- Genre: Variety
- Presented by: Adriane Galisteu DJ Zé Pedro
- Country of origin: Brazil
- Original language: Portuguese

Original release
- Network: Record
- Release: October 30, 2000 – October 5, 2004

= É Show =

É Show was a Brazilian variety show presented by Adriane Galisteu and aired on Rede Record from October 30, 2000 to October 5, 2004.

==History and format==
The format was conceived in order to reach out to the youth, a target Record wanted to cater more. For this end, in order to create É Show, the network conducted market research and selected Adriane Galisteu, who matched the desired profile. É Show in its initial phase was shown live on Mondays to Wednesdays, and was taped on Thursdays and Fridays. It featured musical performances, interviews and outside reports. Galisteu had left RedeTV!, where she had a similar program (Superpop), but her contract with Record was owing mostly to its larger national coverage (89% of Brazil), compared to RedeTV!, which was mostly limited to its five owned-and-operated stations. One of the segments that was already announced was Pratos Limpos, in which DJ Zé Pedro visited houses of lesser-known bands, with a visit to Fat Family's home being booked for the premiere.

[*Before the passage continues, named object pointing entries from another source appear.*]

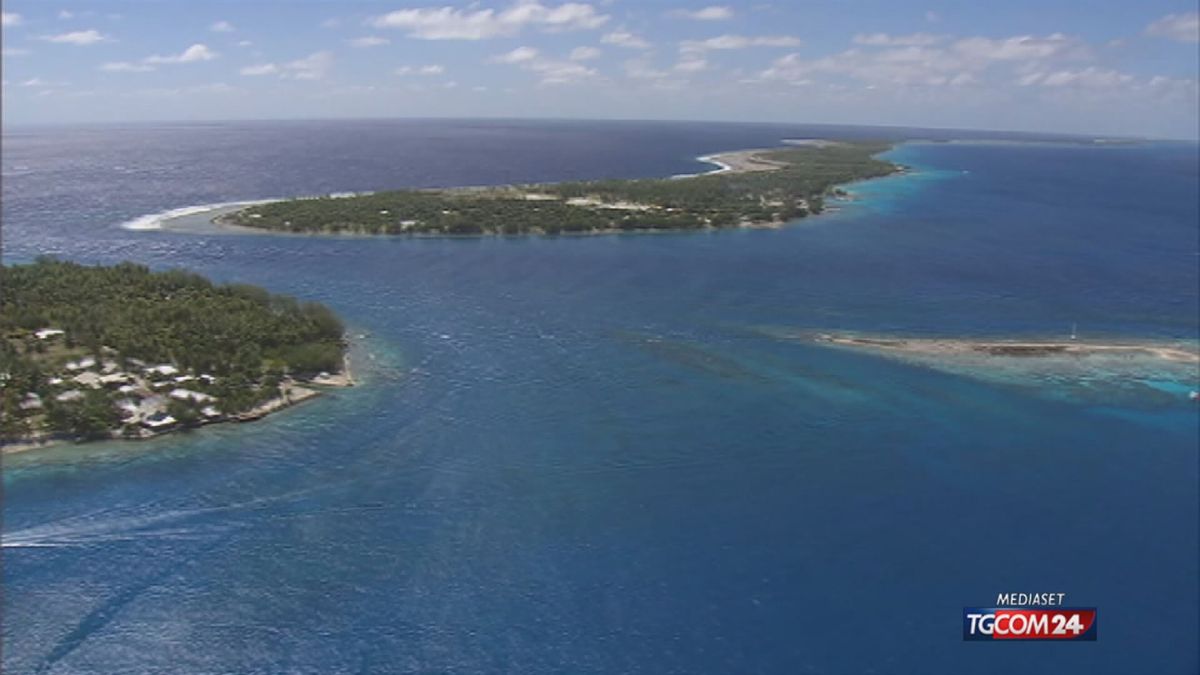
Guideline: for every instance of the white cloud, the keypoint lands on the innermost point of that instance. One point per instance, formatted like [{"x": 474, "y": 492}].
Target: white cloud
[
  {"x": 738, "y": 42},
  {"x": 1021, "y": 48},
  {"x": 1087, "y": 78},
  {"x": 713, "y": 13},
  {"x": 259, "y": 70},
  {"x": 1182, "y": 28},
  {"x": 550, "y": 71},
  {"x": 625, "y": 39},
  {"x": 585, "y": 53},
  {"x": 885, "y": 40},
  {"x": 313, "y": 66},
  {"x": 125, "y": 66},
  {"x": 431, "y": 70},
  {"x": 640, "y": 69},
  {"x": 193, "y": 54},
  {"x": 961, "y": 63},
  {"x": 519, "y": 55},
  {"x": 173, "y": 93},
  {"x": 81, "y": 37},
  {"x": 691, "y": 63},
  {"x": 451, "y": 23},
  {"x": 370, "y": 41}
]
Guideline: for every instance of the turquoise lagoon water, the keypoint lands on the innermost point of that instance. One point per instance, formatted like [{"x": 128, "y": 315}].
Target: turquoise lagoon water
[{"x": 598, "y": 454}]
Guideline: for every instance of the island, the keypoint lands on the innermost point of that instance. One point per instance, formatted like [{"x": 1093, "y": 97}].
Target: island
[
  {"x": 1013, "y": 348},
  {"x": 751, "y": 189},
  {"x": 124, "y": 352}
]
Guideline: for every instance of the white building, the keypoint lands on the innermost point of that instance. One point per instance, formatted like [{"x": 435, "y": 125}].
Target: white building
[
  {"x": 190, "y": 395},
  {"x": 82, "y": 364}
]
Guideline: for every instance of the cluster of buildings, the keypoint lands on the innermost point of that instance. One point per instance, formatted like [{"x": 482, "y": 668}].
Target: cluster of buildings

The program followed the same pattern as RedeTV!'s Superpop, which was previously presented by Adriane. This phase was marked by the rivalry between É Show and Galisteu's former program, which became presented by then-model Luciana Gimenez. The two programs started competing for ratings. This phase lasted from October 30, 2000, to October 2, 2001. In an attempt to evade direct competition and to reach out to the youth, it moved to an 11pm timeslot. RedeTV! reacted by stretching Superpop to midnight, in order to regain competition between the two shows. This phase ran from October 3, 2001, to February 15, 2002. Due to changes to the schedule in order to accommodate soccer matches, the program ceased to air daily, being limited to Tuesdays and Fridays. This phase started on February 19, 2002. The program eventually moved from Fridays to Sundays in the 7-9pm slot, which was formerly occupied by No Vermelho. This new phase began on December 15, 2002, ending on January 19, 2003. This did not match up with its ratings and the program quickly returned to its previous slot. This phase ran from January 31, 2003, to July 25, 2003. Facing a new schedule change, the Friday edition exchanged slots with game show Roleta Russa, presented by Milton Neves, and moved to Thursdays, from July 31, 2003 until February 26, 2004. In its final phase, it moved back to Fridays, being speculated by Galisteu's move to SBT. This phase ran from May 5, 2004 to October 5, 2004, when it ended.

==Ratings==
In its premiere, the program scored 6 IBOPE points, ending in third place. In the following weeks, the median score varied between 3 and 4 points, receiving its highest average yet of 8 points on February 14, 2001. In the following weeks, Superpop ended up surpassing its ratings. When it aired in the 9pm timeslot, it varied between 2 and 8 pontos, with the move to 11pm, the program initially stabilized at 5 points. In 2006, the average score of the program was of 6 points. In its last year, in 2004, facing the controversies of the refusal of continuing her contract with Record and her move to SBT, the average fell to 3 points.

==Censorship problems and cancellation==
Record exerted acts of censorship throughout the programs existence. Some performances were vetoed by the network, such as Braga Boys, a band that had sensual coreographies. Such position caused the network to adopt a position of self-censorship. "Castigo", a song from musician Buchecha, was vetoed for featuring the sexual term "gozo", making the singer cancel his participation. "Dandalunda" by Margareth Menezes was also forbidden, for mentioning saints. In 2004, with a Gay Parade taking place in Brazil, Galisteu recorded a program with several drag queens, however, before the program went on air, the network decided to edit the footage, removing all instances of the drag queens from the final product.

Facing the indefinition regarding Adriane Galisteu leaving Record with the end of her contract in September 2004, possible replacements were mooted to front É Show. The network initially negotiated with actress Luana Piovani, with a few meetings being held to formalize a possible agreement. Another name that was on the cards was that of Daniella Cicarelli, which at the time was living her last phase at MTV. Then-model Ana Hickmann was also one of the suggested presenters. She did sign a contract with the network, however she ended up on another program, the daytime talk show Tudo a Ver.

==Later developments==
As late as May 2017, Record continued to renew the usage of the É Show trademark, without even announcing plans for a revival. Netizens speculated a potential presenter for the revival, Sérgio Marone, who at the time was presenting Dancing Brasil with Xuxa.